Cumprindo sua função de uniformizar a jurisprudência trabalhista no Brasil, o Tribunal Superior do Trabalho sumulou um dos temas recorrentes na justiça, a chamada jornada 12x36 horas – em que o empregado trabalha 12 horas e descansa 36 horas – muito comum em empresas de vigilância e em hospitais.
Segundo o texto da súmula 444, a jornada diferenciada será válida quando prevista em lei ou firmada exclusivamente por acordo coletivo, sendo que o empregado não fará jus a adicional de hora extra pelo trabalho nas 11ª e 12ª horas.
Para o advogado trabalhista, Diogo Menoncin, a criação de súmulas são importantes, pois deixam as regras do jogo mais claras, facilitando o entendimento do que está previsto em lei. ''O mesmo tipo de caso sendo julgado poderia ter decisões diferentes dependendo de quem julgasse. Com a súmula a chance disso ocorrer é quase nula. A criação de súmulas que esclareçam questões é sempre boa'', diz
Em decisão da 7ª turma, proferida em maio de 2012, o acórdão já expressava que a jurisprudência do TST é firme no sentido de que, respeitado o limite semanal, o regime de compensação previsto em norma coletiva é válido, sendo indevido o pagamento de adicional de horas extras relativamente às horas trabalhadas após a décima diária.
O caso diz respeito a um empregado de empresa de segurança que pleiteava o recebimento de horas extras. A turma deu razão à empresa e julgou procedente o seu recurso, decidindo que a jornada de 12 horas de trabalho por 36 de descanso é válida, sendo indevido o pagamento de adicional de horas extras relativamente às horas trabalhadas após a décima diária.

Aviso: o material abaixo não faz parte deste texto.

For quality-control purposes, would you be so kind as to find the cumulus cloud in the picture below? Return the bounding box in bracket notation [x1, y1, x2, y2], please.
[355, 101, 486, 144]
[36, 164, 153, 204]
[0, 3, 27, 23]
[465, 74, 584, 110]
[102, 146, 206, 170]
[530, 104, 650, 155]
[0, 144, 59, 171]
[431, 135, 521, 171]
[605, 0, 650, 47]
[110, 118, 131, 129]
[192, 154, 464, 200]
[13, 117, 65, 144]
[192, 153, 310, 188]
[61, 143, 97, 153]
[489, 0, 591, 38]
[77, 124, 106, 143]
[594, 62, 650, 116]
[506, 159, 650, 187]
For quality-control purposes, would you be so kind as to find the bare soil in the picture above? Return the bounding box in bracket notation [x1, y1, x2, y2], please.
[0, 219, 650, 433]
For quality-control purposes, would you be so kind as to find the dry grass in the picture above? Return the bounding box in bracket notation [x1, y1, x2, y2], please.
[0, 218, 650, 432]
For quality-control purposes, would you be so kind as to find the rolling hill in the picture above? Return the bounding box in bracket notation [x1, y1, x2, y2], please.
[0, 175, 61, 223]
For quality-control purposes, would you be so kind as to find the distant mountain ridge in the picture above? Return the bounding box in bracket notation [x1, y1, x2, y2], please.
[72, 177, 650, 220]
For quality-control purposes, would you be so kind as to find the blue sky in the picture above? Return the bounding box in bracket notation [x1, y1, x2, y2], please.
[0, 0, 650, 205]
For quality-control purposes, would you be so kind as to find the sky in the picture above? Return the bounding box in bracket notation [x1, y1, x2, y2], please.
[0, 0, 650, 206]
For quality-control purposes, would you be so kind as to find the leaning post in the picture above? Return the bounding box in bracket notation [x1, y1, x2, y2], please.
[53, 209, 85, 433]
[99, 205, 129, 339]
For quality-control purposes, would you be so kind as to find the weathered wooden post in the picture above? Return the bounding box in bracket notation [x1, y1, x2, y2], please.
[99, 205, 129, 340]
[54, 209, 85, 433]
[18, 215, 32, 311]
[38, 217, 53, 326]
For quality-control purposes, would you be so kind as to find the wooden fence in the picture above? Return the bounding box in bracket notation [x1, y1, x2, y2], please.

Posteriormente à publicação da súmula 444, a Corte proferiu decisões em que a jornada 12x36 não foi reconhecida por não ter sido estabelecida por meio de convenções coletivas. Em julgamento da 3ª turma, ocorrido em dezembro, foi garantido a um trabalhador de uma empresa de urbanização em Guarulhos (SP) o direito ao recebimento de horas extras por ter tido o seu regime de trabalho alterado por decisão unilateral do empregador.
Em outro caso, a SDI-1 do TST não conheceu o recurso de empregado do município de Mogi Guaçu (SP), que pretendia receber horas extras decorrentes da escala 12x36 a que era submetido. Como havia lei municipal prevendo a jornada especial, a seção aplicou entendimento da súmula 444 e concluiu pela validade da jornada 12x36.
Em outro caso julgado pelo TST, a 3ª turma deu provimento a recurso de empregado da Progresso e Desenvolvimento de Guarulhos (Proguaru) que trabalhava em regime 12x36 estabelecido mediante acordo individual. A empresa foi condenada ao pagamento de horas extras, pois não havia acordo ou convenção coletiva que permitissem o regime de escala de revezamento 12x36.
Menocin cita que além de evitar decisões diferentes a súmula dará maior segurança legal aos empregadores, no entanto, ele defende que isso não representará prejuízo aos funcionários. ''O empregado não sai perdendo porque há regulamentações de classe que preservam os seus direitos'', alega.
O advogado acrescenta ainda que a decisão pela súmula acabou consolidando um entendimento que o próprio TST já apresentava na maioria dos casos que chegavam até o tribunal.